Maroc : des réformes pour contenter le peuple

Mohamed VI entouré à gauche de son fils Moulay Hassan et à droite de son frère Moulay Rachid
Mohamed VI entouré à gauche de son fils Moulay Hassan et à droite de son frère Moulay Rachid

Lorsqu'il succède en 1999 à son père, Hassan II, le roi Mohammed VI, alors âgé de 36 ans, fait souffler sur le royaume du Maroc un vent de libéralisation.

Après plusieurs années de combat des organisations de défense des droits de l'homme et des associations de victimes et de leurs familles, il crée l'Instance équité et réconciliation, une première en Afrique du Nord, et ferme les sinistres lieux de détention, comme celui de Tazmamart.

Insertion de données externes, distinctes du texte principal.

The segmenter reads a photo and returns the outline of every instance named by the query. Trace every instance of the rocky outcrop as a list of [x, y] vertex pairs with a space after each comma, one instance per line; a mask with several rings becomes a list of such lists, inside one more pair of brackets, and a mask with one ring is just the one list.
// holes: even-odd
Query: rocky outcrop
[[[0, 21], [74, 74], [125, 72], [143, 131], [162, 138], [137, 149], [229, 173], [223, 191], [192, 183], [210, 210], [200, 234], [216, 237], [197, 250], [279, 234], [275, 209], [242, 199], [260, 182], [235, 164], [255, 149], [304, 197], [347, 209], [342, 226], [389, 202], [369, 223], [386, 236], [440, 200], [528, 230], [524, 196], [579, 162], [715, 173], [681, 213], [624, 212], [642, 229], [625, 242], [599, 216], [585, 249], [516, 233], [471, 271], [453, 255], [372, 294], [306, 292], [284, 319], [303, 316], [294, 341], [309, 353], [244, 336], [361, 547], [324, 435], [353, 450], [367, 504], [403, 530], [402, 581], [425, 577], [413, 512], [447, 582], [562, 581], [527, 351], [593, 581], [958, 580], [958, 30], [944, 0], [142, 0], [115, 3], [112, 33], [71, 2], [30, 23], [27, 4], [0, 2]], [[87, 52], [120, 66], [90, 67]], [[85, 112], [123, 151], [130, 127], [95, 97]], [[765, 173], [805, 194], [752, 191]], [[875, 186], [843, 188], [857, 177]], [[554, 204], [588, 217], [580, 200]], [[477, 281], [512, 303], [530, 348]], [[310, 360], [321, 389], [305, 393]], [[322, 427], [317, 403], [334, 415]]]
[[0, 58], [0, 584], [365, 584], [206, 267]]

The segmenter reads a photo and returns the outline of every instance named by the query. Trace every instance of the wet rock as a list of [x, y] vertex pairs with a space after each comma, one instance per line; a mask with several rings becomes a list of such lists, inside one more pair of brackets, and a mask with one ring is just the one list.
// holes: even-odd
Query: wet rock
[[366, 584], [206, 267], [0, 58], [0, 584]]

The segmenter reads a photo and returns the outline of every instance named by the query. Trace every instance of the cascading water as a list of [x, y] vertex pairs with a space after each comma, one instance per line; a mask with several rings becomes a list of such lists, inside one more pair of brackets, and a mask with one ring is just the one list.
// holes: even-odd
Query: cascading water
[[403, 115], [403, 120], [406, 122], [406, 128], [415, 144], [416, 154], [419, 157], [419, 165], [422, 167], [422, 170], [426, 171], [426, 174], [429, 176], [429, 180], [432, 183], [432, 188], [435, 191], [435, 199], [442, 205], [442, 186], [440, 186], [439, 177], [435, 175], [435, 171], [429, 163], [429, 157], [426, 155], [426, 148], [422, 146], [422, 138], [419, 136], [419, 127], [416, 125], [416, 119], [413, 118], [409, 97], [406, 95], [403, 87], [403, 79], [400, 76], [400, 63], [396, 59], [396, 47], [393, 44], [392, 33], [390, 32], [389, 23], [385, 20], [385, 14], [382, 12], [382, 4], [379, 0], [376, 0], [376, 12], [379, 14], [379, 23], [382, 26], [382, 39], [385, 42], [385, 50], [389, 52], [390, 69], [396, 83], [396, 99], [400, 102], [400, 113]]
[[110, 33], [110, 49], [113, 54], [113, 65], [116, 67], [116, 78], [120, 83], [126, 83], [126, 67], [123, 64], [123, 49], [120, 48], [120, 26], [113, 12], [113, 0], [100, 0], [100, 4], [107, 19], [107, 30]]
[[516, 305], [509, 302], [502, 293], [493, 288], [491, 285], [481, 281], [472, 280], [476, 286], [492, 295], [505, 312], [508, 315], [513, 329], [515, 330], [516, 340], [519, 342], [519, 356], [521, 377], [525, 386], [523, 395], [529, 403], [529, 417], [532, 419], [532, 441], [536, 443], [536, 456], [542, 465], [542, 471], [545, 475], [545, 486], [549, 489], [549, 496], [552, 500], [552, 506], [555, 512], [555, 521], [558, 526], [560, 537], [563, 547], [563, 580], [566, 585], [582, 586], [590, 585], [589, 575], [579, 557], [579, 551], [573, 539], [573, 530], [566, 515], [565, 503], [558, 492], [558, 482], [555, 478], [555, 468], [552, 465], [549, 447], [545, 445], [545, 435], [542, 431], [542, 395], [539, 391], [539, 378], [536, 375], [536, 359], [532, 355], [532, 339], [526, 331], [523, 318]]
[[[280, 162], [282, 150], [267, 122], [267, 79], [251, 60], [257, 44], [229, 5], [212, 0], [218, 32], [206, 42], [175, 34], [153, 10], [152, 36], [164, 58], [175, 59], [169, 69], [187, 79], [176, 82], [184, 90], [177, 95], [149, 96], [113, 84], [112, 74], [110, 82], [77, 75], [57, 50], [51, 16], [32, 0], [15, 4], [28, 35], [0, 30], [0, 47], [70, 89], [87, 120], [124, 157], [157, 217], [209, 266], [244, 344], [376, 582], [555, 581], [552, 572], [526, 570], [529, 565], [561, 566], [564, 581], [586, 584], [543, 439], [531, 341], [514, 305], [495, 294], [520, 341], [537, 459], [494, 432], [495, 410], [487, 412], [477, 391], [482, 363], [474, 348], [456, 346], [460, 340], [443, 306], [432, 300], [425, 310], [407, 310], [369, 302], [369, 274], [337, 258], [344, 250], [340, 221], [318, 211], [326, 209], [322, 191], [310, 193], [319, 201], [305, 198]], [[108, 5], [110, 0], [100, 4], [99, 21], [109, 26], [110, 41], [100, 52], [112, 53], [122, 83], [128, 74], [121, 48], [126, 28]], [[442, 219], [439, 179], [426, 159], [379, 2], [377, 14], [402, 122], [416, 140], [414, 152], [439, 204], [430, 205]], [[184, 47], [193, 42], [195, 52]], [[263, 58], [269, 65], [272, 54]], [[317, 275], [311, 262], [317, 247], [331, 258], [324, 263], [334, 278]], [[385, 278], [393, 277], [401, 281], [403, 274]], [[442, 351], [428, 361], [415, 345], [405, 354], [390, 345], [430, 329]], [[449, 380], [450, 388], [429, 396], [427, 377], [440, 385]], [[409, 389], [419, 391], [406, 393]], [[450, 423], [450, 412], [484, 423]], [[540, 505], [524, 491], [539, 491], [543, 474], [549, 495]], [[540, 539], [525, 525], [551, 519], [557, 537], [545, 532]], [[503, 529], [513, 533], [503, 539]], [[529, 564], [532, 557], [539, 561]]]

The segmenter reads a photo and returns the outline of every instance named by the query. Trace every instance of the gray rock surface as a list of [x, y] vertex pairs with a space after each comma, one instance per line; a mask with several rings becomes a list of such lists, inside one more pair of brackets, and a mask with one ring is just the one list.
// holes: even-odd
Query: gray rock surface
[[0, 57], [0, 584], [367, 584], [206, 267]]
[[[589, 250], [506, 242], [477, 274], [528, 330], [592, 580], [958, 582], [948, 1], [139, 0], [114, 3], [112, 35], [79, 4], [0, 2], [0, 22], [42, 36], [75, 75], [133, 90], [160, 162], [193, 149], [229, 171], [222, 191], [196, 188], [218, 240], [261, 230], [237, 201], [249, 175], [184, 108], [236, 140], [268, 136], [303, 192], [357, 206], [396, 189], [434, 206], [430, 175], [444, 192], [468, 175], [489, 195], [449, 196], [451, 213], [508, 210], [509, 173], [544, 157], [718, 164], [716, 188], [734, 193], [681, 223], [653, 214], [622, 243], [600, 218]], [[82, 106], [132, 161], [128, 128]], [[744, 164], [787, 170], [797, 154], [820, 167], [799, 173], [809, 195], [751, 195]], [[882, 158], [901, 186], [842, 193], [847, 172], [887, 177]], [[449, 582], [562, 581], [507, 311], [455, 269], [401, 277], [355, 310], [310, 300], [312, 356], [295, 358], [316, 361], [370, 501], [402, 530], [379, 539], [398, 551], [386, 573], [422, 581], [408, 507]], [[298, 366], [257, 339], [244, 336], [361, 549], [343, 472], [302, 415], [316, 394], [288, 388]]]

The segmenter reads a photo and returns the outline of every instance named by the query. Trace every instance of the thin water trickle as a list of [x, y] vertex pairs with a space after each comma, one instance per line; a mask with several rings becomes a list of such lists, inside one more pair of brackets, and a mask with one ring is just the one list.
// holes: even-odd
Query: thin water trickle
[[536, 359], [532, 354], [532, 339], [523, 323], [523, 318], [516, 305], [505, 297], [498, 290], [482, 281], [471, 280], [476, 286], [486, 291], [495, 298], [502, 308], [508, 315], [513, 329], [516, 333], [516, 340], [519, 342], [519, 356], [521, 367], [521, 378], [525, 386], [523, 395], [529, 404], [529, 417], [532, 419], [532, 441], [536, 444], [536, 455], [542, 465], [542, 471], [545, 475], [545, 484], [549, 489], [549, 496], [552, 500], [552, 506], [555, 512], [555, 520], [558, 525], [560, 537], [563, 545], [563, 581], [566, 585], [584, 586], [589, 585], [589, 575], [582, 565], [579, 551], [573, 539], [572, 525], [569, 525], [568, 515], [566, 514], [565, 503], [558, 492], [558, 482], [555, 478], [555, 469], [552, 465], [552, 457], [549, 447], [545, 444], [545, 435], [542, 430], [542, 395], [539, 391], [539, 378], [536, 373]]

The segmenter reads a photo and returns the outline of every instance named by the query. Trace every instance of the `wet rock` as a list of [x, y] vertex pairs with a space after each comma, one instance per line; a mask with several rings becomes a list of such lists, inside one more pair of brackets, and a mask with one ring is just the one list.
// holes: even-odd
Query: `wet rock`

Il réforme le code de la famille, la Moudawana, qui interdit la polygamie, et repousse l'âge légal du mariage pour les femmes à 18 ans. Il développe des régions délaissées par son père, notamment Tanger.

Mais, dix ans plus tard, le souffle est retombé. Les médias indépendants, écrasés par le système contrôlé de la publicité et par les coûteux procès à répétition, ont presque tous disparu.

Dans la foulée du "printemps arabe" né à Tunis, le régime marocain est interpellé par un mouvement composite alliant des islamistes et des jeunes laïques, le Mouvement du 20-Février, qui réclame dans la rue des réformes politiques profondes, la fin de la corruption et la limitation des pouvoirs du roi, à l'image de ceux du roi d'Espagne ou de la reine d'Angleterre. Vingt-troisième monarque alaouite à régner sur le Maroc - ce qui en fait la dynastie la plus ancienne du monde contemporain -, Mohammed VI, soutenu par les monarchies arabes et la France, a résisté en anticipant des réformes pour contenir le mécontentement social.

Il s'engage, dès le 9 mars, à réviser la Constitution, adoptée par référendum quatre mois plus tard, et organise des législatives anticipées. Ces élections ont, le 25 novembre, porté au pouvoir, pour la première fois dans l'histoire du royaume, les islamistes du Parti justice et développement (PJD), avec comme chef du gouvernement son secrétaire général, Abdelilah Benkirane.

Les militants du PJD, qui ont rompu avec les mouvements radicaux des années 1970, sont monarchistes et reconnaissent le roi comme le commandeur des croyants, à la différence des islamistes de Justice et bienfaisance, Al Adl WalIhsane, une confrérie bien implantée au Maroc. Née en 1973 sous la direction du cheikh Yacine, elle fait partie du Mouvement du 20-Février, qui avait appelé au boycottage du scrutin.

Les cartes ont donc été rebattues, la monarchie marocaine a été épargnée par un fort attachement populaire, et le Mouvement du 20-Février mis en difficulté. Tirant le bilan des élections, Justice et bienfaisance a d'ailleurs annoncé, le 19 décembre, qu'il suspendait sa participation au Mouvementdu 20-Février et souhaitait renégocier ses relations avec les jeunes laïques.

Toutefois, le makhzen, le système marocain de gouvernance lié au palais, reste au centre de vives critiques. De la capacité du PJD - placé dans l'obligation denouer des alliances avec d'autres partis, comme l'Istiqlal, le parti de l'indépendance - à cohabiter avec l'entourage du roi dépendra, pour une bonne part, la solidité du régime marocain en 2012 : il est confronté à des difficultés sociales et économiques grandissantes.